I hold his blow, our swords crossing. A chill runs down my spine as I look into his eyes. For s moment, they remind me so much of the familiar olive-green I used to look up at. So cold, yet so sad.

I find myself abruptly fall when Komu pushes. Having no time to recover, I bolt aside as his gleaming blade misses my waist. I scram to my feet almost dropping my weapon.

     "Pathetic."

His movement so fast that I only see a blur of motion before he's close enough to disarm me. The metal of his blade tears through my flesh every time he comes at me. Until when I can barely stand does he stop.

     "A waste of my time," he spits, giving me a look of both disgust and disdain.

Rage fuels through me despite his otherwise truthful insult. "I told you that I can't!" My throat burns from the raised voice. "Just get out and leave me alone!"

He glowers at me for a long minute. The sword in his grip now stained with my blood. I pant loudly, leaning against the wall. Clenching my bloodied upper arm where it had been pierced through just now.

Komu makes an unpleasant sound before he storms out of the room.

I drop myself once I'm alone. A shudder goes through me as I look down to my hands and body. I felt no pain after all the cuts, only the slightest when I received them.

I brush across my jaw, hoping, expecting to find a rough, new scar. But I know I'm expecting a false hope. Despite all the blood that has spilled, my body remains neutral. And the thought that all of the blood is not just my own but also part of Utsuro's, it takes me effort to not get sick and I cover my mouth.

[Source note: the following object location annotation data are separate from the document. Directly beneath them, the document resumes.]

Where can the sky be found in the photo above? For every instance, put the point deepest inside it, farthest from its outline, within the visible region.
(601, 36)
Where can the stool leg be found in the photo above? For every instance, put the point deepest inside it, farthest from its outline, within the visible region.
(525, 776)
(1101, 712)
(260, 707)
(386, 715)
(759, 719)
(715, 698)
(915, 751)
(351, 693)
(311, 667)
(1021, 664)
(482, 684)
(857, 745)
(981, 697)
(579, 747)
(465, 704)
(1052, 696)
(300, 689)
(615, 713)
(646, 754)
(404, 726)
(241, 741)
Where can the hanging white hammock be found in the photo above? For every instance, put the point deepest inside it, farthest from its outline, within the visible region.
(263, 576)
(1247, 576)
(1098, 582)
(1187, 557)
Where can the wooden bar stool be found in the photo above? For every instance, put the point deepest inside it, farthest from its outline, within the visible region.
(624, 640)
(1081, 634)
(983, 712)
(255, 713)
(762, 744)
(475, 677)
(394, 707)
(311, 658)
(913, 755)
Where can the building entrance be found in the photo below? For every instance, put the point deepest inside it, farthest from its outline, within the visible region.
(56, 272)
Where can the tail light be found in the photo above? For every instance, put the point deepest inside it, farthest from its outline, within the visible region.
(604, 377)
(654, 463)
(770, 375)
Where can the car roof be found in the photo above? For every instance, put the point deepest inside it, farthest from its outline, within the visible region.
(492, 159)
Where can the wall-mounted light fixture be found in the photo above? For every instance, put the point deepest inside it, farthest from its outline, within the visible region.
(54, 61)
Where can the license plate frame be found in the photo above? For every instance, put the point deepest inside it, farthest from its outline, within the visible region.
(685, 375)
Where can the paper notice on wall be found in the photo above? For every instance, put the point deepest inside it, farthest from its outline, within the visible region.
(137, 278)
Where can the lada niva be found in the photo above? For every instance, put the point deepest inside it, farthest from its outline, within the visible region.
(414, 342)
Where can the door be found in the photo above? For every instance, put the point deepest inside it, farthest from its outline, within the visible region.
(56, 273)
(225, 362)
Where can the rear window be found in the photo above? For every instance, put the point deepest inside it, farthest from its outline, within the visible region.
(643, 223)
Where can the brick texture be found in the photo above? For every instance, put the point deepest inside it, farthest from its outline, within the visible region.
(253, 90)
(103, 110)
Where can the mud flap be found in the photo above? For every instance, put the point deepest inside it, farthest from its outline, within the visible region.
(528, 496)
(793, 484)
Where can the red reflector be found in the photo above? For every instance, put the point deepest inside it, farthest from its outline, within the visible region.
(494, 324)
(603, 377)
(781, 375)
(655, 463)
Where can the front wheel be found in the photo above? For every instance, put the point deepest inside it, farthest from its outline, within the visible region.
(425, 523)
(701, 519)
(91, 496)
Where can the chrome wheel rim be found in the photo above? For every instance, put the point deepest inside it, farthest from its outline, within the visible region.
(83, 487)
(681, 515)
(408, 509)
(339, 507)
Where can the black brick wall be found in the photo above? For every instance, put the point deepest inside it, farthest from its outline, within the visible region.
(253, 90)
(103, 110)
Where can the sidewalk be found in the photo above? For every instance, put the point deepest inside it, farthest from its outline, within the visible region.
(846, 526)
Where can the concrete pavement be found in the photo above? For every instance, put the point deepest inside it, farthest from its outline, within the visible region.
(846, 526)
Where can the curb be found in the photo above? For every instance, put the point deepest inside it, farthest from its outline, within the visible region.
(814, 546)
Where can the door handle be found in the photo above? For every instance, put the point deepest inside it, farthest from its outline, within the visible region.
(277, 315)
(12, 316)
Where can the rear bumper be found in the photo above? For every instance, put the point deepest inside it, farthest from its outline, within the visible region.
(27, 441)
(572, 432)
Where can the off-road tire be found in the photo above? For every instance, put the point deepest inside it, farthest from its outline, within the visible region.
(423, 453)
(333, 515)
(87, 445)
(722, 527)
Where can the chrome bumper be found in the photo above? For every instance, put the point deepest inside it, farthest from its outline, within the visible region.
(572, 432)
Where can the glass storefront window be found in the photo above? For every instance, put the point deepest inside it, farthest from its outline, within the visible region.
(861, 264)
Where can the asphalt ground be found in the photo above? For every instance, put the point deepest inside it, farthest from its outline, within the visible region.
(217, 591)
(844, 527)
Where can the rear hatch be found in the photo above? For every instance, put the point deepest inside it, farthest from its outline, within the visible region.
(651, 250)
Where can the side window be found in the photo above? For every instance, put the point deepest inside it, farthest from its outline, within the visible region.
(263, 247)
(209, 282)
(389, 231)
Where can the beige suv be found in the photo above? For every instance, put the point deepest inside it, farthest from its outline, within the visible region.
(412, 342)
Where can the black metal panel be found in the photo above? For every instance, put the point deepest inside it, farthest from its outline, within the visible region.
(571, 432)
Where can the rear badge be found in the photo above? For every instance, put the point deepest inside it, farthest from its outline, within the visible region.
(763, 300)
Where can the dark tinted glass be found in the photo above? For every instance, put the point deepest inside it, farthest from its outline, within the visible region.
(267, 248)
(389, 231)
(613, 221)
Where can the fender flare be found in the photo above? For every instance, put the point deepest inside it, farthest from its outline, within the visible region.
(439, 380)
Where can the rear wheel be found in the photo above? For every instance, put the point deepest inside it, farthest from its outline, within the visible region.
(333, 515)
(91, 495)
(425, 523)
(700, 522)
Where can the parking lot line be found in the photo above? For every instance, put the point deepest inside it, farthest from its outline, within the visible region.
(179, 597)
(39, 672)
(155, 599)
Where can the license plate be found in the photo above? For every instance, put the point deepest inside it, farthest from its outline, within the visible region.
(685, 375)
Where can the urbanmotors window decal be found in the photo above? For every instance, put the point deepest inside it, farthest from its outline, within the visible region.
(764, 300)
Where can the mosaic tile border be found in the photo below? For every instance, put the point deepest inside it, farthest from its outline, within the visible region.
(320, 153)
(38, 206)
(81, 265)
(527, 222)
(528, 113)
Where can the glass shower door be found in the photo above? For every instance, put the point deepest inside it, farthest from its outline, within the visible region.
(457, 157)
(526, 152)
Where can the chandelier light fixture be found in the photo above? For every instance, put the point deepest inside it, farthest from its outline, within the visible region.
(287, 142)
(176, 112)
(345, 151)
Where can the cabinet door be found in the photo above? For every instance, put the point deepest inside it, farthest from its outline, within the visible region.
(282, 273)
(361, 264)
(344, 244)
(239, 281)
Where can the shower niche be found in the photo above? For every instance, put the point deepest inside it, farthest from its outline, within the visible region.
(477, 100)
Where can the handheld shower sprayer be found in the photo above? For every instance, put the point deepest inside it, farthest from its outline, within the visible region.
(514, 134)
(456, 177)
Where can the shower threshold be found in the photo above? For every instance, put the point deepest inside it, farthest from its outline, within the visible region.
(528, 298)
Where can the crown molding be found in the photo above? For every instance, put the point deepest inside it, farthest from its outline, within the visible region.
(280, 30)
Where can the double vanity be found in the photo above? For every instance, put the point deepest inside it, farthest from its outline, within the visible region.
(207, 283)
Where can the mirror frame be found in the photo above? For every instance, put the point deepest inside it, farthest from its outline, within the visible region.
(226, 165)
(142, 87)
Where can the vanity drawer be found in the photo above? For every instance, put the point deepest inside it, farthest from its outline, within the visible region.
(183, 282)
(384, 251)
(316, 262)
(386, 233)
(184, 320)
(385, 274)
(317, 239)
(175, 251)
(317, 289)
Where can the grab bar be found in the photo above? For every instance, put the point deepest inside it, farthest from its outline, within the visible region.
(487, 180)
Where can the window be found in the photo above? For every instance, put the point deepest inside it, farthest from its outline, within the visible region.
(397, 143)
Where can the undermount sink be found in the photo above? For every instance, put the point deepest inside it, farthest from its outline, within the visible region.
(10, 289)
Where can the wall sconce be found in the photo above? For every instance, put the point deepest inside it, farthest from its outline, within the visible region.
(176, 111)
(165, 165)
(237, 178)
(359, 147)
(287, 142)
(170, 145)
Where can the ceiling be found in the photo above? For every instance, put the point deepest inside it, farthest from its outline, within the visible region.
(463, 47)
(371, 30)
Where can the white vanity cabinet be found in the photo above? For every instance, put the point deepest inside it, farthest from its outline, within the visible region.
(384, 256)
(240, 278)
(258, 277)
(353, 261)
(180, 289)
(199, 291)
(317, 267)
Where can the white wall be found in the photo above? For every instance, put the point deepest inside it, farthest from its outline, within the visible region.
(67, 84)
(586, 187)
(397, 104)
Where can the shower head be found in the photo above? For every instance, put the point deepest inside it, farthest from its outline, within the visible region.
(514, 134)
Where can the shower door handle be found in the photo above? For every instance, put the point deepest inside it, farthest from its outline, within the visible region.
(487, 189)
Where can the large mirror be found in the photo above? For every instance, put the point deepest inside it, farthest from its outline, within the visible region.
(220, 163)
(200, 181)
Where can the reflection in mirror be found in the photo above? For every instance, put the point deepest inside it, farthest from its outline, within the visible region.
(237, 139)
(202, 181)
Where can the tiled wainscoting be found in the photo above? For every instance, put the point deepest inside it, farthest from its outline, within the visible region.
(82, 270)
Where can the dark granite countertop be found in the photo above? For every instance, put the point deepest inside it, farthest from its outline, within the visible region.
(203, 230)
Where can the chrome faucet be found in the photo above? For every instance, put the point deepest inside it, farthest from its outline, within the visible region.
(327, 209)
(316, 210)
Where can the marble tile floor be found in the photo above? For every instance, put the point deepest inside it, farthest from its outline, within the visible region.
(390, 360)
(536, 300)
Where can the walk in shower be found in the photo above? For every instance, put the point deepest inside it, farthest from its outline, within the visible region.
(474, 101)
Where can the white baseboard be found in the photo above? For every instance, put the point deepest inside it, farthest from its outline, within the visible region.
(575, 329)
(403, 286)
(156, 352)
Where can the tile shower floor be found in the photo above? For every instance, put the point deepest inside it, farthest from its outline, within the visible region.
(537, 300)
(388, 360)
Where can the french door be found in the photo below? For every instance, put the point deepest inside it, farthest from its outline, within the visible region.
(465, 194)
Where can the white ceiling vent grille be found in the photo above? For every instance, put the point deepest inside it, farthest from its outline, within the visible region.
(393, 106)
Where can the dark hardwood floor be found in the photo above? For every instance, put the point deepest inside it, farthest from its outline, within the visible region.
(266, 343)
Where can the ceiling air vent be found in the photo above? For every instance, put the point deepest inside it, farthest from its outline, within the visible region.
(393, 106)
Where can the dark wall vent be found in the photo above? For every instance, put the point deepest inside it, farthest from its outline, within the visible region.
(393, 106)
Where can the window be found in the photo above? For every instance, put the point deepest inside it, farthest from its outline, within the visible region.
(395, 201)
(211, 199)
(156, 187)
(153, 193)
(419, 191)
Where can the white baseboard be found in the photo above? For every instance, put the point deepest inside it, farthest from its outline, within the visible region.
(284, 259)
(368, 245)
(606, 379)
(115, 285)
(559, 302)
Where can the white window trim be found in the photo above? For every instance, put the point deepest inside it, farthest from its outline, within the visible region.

I slump against the wall for as long as I can. Komu's earlier threat still echoes in my head.

Between the two choices I've been given, to train and help the Naraku leader to get rid of him...the person I still now yearn to see, or be stubborn and have Senya, have everyone, expose to danger, which am I suppose to pick?

I close my eyes and breathe through the tightness of my chest. Even the image of Senya, thin and exhausted, almost brings me to tears. How can I ever let anything happen to her.

I love them both from all of my heart. How can I choose between one another...

The longer I sit, the deeper the cold crawls into my body. And I wonder will it someday, somehow seep through my heart.